# Bob Skyes 4-9



## Fisher Belac (Mar 6, 2013)

*Bob Sykes 4-9*

First Redfish 36.5'' for me caught on a Half Hitch Custom rod and a 4000 size Okuma Cedros. Was casting top water baits into the schools of menhaden. Got the Ray on a piece of white trout tail on the bottom. The ray measured 34'' across. Over all was a great night for us.


----------



## DAWGONIT (Jan 16, 2009)

beautiful Red.
thanks for sharing & catch 'em up.


----------



## Spoolin Up (May 3, 2011)

Beautiful fish


----------



## Murphy's Law (Sep 27, 2007)

That's a nice red for sure. Congrat's on the catch and thanks for the report !

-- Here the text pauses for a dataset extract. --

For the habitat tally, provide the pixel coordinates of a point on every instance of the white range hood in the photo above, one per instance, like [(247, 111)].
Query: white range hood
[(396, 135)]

Sent from my Galaxy Nexus using Forum Runner


----------



## cobe killer (Apr 13, 2008)

that had to be fun on top water!! good job.


----------



## snookman (Aug 7, 2010)

I use to wade down south early in the morning using a zera spook top water. you would catch reds, trout, snook or anything that was hungry. lol. Great looking red fish. I'm sure that was a blast.


----------



## bsalt (Apr 6, 2013)

*Nice*

What time did you get out there? Midnight? Before midnight?


----------



## Fisher Belac (Mar 6, 2013)

bsalt said:


> What time did you get out there? Midnight? Before midnight?


Usually we get out around 10 or so. Most of the reds we actually catch are a little later. Best weather has been crazy windy and choppy too.


----------